Liu Gang, the head of the bureau’s Shizhong district branch, which supervises the self-service station, said more than a quarter of the matters dealt with at the self-service police station were handled outside of normal working hours.
Li Hongliang, a Jinan resident who visited the self-service police station recently to get his permit to travel to Hong Kong and Macao, said: “It saved me a lot of time as I don’t need to stand in line and I don’t have to come during work time.”
Wang said that since the self-service police station opened a month ago, more people were using it than the exit-entry service hall.

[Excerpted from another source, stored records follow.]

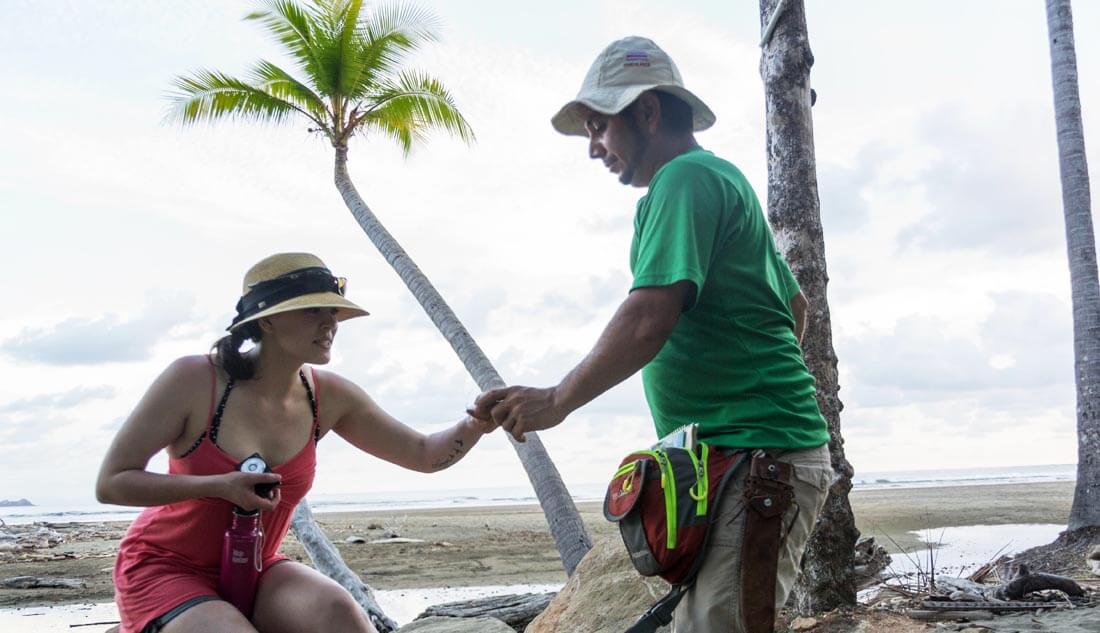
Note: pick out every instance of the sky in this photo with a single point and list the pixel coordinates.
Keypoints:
(123, 238)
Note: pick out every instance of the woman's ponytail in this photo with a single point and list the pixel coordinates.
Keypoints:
(228, 352)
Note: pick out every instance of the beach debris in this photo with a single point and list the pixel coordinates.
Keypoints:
(439, 624)
(870, 560)
(803, 623)
(516, 610)
(983, 571)
(1026, 582)
(604, 593)
(327, 559)
(35, 582)
(395, 539)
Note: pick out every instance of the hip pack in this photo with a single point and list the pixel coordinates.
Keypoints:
(662, 500)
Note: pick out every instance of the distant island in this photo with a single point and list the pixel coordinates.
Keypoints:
(20, 503)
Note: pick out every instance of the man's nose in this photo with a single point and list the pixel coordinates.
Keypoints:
(596, 149)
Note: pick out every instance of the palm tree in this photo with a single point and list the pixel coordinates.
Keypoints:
(1080, 243)
(794, 213)
(353, 83)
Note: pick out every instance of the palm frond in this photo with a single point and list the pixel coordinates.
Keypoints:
(278, 83)
(414, 105)
(419, 25)
(208, 96)
(384, 37)
(300, 30)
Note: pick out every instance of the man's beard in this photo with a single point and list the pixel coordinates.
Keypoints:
(640, 145)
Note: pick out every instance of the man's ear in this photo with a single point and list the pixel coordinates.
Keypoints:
(264, 325)
(649, 112)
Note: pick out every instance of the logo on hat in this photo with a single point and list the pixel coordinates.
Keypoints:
(636, 58)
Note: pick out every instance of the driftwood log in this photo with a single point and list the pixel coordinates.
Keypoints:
(1025, 582)
(35, 582)
(327, 560)
(516, 610)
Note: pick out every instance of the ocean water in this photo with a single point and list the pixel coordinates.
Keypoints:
(87, 511)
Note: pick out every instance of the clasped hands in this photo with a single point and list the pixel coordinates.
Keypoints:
(519, 410)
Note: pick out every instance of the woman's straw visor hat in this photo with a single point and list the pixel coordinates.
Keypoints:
(620, 74)
(286, 282)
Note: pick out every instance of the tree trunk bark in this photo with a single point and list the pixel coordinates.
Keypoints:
(1080, 243)
(565, 525)
(327, 560)
(828, 579)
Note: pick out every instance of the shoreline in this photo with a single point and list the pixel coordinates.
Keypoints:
(510, 544)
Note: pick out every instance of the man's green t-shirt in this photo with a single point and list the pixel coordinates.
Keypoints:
(733, 363)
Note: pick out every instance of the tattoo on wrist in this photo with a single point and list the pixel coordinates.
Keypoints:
(455, 454)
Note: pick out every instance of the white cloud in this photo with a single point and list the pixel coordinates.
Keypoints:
(947, 151)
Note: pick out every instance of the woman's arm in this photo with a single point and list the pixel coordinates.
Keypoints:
(370, 428)
(160, 418)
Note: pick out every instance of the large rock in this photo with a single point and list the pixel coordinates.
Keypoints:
(605, 595)
(439, 624)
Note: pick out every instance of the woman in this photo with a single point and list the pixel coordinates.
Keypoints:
(210, 413)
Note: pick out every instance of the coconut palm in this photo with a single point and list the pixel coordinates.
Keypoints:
(1080, 246)
(793, 209)
(351, 82)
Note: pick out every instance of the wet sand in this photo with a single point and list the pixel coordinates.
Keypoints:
(509, 545)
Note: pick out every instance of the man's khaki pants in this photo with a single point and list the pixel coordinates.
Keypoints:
(713, 603)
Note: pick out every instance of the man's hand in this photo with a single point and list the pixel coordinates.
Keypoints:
(519, 410)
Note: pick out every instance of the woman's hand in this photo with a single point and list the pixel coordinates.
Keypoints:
(240, 489)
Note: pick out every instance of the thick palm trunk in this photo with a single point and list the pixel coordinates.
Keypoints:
(793, 210)
(565, 524)
(1080, 243)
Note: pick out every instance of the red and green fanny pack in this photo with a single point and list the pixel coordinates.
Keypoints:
(662, 500)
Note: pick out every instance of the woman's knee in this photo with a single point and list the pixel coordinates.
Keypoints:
(340, 611)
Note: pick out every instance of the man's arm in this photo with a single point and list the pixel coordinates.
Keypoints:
(799, 307)
(631, 339)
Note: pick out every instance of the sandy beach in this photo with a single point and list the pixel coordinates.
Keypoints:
(509, 545)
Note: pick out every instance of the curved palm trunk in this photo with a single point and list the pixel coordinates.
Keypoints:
(1080, 243)
(565, 524)
(793, 210)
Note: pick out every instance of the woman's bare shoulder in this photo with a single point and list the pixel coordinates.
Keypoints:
(188, 371)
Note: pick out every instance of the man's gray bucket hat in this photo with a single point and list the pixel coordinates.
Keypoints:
(620, 74)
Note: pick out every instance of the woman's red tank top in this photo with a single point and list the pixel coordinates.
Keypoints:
(185, 538)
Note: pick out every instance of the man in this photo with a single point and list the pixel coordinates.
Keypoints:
(714, 318)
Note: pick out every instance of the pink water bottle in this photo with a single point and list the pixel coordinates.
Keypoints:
(241, 553)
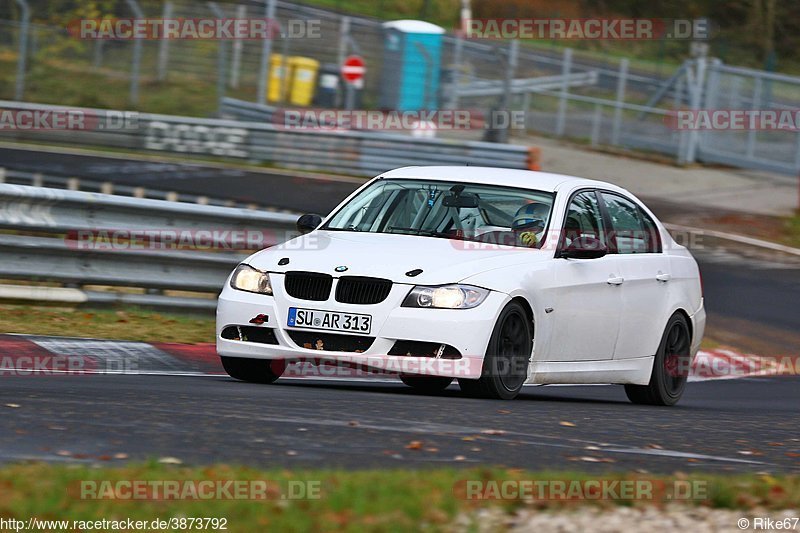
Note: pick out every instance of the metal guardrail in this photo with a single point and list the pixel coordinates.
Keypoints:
(58, 254)
(526, 85)
(346, 152)
(38, 179)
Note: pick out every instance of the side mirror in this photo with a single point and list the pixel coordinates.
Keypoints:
(308, 223)
(584, 248)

The self-service police station is part of police efforts in Shandong to use technology to better serve people.
Other examples include using state-of-the-art surveillance cameras in appropriate places to oversee security, a big data-based cloud platform that stores information on social management, and advanced systems using biological and material-recognition technology that can help identify suspects and evidence.
In Xiaoyihe village in Dongying, a coastal city northeast of Jinan, cameras and the presence of 30 police assistants have helped reduce the incidence of crime by 40 percent year-on-year, the city’s public security bureau said.
Cameras that can record sound and high-quality images have been installed in key locations in 4,125 villages around Shandong to prevent crimes.
“A lot of villages only have the elderly, women and children as young men have left to work in cities, putting intense pressure on rural security work,” said Meng Xiaoguang, who is in charge of the technology-powered public security work of Shandong’s Provincial Department of Public Security.
“Surveillance cameras in required places not only help prevent crimes in rural areas but also make social management more comprehensive.”